Exercise 6.8: Sub-Gaussian matrices and Mean Bounds
(a)
The following steps largely mirror the proof of Theorem 6.15. In particular, we can upper bound the MGF \begin{align} \E [e^{\lambda \gamma_{\text{max}}(S_n)}] &= \E [\gamma_{\text{max}} (e^{\lambda S_n})] \leq \tr (\E [e^{\lambda S_n}]) = \tr\bigl(\Psi_{n S_n}\bigl(\tfrac{\lambda}{n}\bigr)\bigr) \newline &\overset{\text{(i)}}{\leq} \tr \bigl[ \exp \bigl\lbrace \sum_i \log \Psi_{Q_i}\bigl(\tfrac{\lambda}{n}\bigr) \bigl\rbrace \bigr] \newline &\overset{\text{(ii)}}{\leq} \tr \bigl[ \exp \bigl\lbrace \tfrac{\lambda^2}{2 n^2} \sum_i V_i \bigl\rbrace \bigr] \newline &\overset{\text{(iii)}}{\leq} d e^{\frac{\lambda^2 \sigma^2}{2n}} \, , \end{align} where (i) is by Lemma 6.13, (ii) by the trace bound from Equation (6.25) combined with the assumed sub-Gaussianity, and (ii) by the definition \(\sigma^2 = \| \frac{1}{n} \sum_i V_i \|_2\).

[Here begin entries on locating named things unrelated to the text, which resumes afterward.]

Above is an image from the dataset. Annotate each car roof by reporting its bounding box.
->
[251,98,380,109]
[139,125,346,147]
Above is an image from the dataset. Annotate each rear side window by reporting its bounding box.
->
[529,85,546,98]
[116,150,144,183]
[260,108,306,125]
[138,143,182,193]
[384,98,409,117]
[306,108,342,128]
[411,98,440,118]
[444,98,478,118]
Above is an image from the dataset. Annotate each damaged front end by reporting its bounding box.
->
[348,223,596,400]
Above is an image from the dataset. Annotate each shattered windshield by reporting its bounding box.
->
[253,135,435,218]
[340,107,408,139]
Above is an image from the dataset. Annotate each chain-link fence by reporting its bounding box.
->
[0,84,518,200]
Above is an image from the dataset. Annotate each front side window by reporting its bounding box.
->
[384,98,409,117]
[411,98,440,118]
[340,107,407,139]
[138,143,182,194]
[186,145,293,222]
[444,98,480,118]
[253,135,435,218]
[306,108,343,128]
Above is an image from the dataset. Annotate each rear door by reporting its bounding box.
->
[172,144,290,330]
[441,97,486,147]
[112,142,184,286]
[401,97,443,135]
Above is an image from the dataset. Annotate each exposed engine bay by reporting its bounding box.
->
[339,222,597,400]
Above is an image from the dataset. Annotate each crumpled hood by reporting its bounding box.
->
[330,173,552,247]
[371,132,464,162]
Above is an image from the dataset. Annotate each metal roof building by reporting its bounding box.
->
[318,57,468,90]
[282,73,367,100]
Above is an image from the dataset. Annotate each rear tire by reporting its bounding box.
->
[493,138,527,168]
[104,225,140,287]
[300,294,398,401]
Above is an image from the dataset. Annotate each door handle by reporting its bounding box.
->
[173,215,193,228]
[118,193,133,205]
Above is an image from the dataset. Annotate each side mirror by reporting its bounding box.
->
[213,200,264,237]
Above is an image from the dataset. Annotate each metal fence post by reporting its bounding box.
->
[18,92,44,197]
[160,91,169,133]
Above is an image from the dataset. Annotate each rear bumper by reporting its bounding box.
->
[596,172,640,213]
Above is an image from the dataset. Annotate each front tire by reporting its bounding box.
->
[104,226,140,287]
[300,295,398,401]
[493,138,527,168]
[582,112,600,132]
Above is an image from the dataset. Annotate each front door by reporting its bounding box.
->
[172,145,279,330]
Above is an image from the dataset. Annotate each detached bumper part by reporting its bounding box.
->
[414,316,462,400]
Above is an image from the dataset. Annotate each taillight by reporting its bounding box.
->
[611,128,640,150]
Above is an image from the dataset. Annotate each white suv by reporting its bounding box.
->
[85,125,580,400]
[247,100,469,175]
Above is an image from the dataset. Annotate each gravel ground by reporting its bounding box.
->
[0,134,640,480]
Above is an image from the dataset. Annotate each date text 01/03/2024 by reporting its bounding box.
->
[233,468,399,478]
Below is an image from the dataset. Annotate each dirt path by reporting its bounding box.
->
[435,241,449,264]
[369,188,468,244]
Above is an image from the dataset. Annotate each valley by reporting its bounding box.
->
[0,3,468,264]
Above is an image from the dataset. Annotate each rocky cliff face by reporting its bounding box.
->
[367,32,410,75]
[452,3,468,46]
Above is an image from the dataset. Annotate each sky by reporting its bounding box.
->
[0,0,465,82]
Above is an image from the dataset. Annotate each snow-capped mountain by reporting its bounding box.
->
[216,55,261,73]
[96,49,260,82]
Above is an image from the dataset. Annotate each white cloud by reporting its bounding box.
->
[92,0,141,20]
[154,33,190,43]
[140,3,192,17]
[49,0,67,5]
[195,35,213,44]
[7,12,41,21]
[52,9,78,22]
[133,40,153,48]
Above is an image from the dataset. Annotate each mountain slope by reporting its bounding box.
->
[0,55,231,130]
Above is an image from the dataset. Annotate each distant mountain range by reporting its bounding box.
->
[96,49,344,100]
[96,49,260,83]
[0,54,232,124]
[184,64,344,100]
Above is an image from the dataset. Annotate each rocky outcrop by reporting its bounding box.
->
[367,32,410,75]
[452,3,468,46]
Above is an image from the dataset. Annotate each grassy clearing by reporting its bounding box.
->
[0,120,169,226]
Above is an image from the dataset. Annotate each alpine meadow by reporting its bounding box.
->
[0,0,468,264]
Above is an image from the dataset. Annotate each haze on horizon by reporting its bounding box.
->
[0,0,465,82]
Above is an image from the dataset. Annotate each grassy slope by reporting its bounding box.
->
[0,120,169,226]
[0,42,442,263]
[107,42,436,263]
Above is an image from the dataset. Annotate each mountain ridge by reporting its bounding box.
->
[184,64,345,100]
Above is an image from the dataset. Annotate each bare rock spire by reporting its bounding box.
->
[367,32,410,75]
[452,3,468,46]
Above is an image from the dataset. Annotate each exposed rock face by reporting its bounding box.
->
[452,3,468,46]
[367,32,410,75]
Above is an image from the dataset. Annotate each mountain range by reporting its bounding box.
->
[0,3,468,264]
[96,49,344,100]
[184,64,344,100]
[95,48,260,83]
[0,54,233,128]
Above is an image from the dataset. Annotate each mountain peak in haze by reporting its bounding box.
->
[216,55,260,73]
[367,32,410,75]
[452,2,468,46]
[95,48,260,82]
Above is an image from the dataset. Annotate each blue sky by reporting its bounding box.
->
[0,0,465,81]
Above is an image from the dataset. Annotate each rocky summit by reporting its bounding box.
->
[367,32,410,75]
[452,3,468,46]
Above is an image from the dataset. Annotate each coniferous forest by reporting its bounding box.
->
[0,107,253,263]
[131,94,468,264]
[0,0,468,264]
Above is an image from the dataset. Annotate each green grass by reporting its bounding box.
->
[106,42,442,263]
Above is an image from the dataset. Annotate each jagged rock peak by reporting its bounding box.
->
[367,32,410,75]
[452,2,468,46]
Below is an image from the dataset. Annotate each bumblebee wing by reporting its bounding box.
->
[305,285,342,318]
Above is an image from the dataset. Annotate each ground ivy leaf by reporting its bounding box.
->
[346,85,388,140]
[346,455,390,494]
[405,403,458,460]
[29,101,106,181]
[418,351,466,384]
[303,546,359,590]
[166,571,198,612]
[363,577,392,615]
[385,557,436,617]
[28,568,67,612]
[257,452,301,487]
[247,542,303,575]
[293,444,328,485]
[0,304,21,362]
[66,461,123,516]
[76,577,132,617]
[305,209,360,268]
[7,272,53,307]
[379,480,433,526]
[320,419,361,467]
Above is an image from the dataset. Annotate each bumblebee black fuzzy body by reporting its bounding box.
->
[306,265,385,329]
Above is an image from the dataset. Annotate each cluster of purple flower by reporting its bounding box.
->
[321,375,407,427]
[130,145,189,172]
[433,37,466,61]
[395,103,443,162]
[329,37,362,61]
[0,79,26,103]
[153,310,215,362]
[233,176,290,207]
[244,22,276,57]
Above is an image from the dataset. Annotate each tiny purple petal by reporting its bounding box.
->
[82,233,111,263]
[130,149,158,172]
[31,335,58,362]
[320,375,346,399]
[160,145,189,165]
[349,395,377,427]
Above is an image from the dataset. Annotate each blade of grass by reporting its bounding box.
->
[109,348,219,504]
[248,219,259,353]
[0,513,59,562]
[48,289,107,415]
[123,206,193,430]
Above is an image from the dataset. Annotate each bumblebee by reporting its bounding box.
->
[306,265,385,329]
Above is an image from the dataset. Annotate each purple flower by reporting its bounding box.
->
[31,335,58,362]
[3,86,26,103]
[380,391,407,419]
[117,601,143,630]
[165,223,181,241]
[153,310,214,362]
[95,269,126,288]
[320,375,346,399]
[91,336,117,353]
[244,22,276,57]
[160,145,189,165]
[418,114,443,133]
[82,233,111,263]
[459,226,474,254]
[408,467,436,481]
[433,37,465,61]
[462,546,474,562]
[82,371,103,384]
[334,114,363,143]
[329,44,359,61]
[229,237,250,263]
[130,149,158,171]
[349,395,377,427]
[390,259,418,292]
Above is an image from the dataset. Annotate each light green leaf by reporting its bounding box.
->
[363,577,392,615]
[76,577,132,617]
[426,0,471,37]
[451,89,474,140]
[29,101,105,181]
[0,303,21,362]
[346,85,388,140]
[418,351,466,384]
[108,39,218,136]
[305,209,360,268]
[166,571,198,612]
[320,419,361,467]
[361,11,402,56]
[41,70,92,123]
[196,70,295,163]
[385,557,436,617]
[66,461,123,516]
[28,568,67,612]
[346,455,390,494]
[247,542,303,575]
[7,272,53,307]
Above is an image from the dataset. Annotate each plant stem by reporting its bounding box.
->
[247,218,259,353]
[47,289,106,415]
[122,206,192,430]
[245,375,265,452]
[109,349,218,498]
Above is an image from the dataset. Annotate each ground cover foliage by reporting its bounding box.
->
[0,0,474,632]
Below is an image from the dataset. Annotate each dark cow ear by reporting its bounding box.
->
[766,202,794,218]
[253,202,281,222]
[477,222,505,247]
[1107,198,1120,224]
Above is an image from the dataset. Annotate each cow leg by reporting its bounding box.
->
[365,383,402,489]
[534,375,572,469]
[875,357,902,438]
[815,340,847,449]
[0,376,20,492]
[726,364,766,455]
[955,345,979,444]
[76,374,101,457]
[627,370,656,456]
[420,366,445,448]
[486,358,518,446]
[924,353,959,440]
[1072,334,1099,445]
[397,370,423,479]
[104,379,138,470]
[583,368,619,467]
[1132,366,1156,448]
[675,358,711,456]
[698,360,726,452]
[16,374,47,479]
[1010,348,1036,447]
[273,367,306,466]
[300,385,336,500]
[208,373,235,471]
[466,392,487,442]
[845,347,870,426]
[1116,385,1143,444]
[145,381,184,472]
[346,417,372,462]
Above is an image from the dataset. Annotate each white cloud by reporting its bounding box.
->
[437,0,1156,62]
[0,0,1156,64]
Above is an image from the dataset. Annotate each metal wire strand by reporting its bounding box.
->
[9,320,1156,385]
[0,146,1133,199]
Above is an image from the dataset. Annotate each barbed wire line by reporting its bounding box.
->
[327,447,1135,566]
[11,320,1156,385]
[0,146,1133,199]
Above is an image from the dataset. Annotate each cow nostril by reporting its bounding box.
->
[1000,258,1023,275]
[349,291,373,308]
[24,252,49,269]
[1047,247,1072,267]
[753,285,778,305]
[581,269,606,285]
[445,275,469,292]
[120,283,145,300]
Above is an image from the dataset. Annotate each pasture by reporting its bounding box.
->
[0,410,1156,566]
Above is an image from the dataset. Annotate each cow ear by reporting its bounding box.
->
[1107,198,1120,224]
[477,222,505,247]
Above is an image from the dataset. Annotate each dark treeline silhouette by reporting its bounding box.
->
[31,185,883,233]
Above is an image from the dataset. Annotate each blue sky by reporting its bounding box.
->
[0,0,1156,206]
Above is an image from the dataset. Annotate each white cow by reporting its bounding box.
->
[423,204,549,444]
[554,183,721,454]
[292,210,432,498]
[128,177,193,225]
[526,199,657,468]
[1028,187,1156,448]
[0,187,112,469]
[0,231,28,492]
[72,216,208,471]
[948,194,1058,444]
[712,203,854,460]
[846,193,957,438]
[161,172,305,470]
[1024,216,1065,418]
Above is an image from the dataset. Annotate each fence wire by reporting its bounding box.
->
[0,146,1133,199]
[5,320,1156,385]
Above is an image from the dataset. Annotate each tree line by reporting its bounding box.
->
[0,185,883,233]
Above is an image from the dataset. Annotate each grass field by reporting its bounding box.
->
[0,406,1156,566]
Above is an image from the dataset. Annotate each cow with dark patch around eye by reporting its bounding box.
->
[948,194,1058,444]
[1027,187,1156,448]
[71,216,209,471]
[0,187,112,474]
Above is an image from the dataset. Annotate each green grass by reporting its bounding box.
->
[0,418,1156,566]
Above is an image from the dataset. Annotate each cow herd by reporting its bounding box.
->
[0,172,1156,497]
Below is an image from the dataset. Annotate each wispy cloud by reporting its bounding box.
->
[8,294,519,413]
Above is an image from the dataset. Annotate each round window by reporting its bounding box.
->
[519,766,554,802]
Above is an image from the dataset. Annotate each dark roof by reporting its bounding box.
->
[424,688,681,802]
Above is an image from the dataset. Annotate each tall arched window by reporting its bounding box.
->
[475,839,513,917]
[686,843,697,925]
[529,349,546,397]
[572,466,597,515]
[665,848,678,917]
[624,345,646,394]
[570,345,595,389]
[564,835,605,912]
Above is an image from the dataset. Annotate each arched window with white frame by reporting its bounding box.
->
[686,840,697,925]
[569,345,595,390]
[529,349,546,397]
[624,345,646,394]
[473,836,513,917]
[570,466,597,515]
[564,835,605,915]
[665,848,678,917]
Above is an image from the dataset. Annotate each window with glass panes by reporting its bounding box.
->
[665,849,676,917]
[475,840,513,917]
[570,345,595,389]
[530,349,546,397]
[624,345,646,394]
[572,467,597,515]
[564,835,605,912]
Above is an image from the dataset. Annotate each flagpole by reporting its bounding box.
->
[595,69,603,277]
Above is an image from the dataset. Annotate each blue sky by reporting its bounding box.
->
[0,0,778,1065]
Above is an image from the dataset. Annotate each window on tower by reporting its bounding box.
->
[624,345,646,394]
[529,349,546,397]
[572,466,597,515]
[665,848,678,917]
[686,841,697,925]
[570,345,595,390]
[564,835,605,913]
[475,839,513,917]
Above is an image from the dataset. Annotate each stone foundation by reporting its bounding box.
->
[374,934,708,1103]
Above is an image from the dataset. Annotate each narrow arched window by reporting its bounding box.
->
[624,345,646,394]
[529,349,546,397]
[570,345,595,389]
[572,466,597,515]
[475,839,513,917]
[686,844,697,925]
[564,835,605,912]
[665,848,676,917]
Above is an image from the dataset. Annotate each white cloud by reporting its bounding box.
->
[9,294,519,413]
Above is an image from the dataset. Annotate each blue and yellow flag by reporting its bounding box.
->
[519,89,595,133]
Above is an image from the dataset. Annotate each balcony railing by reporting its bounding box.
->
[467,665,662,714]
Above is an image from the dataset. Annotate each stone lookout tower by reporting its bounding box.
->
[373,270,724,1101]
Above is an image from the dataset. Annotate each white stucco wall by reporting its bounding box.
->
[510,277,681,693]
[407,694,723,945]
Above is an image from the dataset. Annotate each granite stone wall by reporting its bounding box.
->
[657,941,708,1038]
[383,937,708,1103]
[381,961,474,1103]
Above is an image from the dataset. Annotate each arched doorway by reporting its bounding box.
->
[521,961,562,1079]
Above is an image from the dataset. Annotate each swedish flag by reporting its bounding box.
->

To obtain a bound on the expectation, we use an argument analogous to Exercise 2.12: \begin{align} \exp \lbrace \lambda \E [\gamma_\text{max}(S_n)] \rbrace \leq \E [e^{\lambda \gamma_\text{max}(S_n)}] \leq d e^{\frac{\lambda^2 \sigma^2}{2n}} \, , \end{align} implies we can take the log of both sides, divide by \(\lambda\), and set \(\lambda = \sqrt{\frac{2n}{\sigma^2}\log d}\), to obtain the desired \begin{align} \E [\gamma_\text{max}(S_n)] \leq \sqrt{\frac{2\sigma^2}{n}\log d} \, . \end{align}
(b)
Observe \begin{align} \E [e^{\lambda \| S_n \|_2}] &= \E [e^{ \lambda \max \lbrace \gamma_\text{max}(S_n) , |\gamma_\text{min}(S_n)| \rbrace }] \newline &\leq \E [ e^{\lambda \gamma_\text{max}(S_n)} + e^{-\lambda \gamma_\text{min}(S_n)} ] \newline &\leq \tr (\E[e^{\lambda \gamma_\text{max}(S_n)}]) + \tr (\E[e^{-\lambda \gamma_\text{max}(S_n)}]) \, . \end{align} As in (a), the r.h.s. can be bounded by \(2d e^{\frac{\lambda^2 \sigma^2}{2n}}\) which then yields the desired bound on the expectation.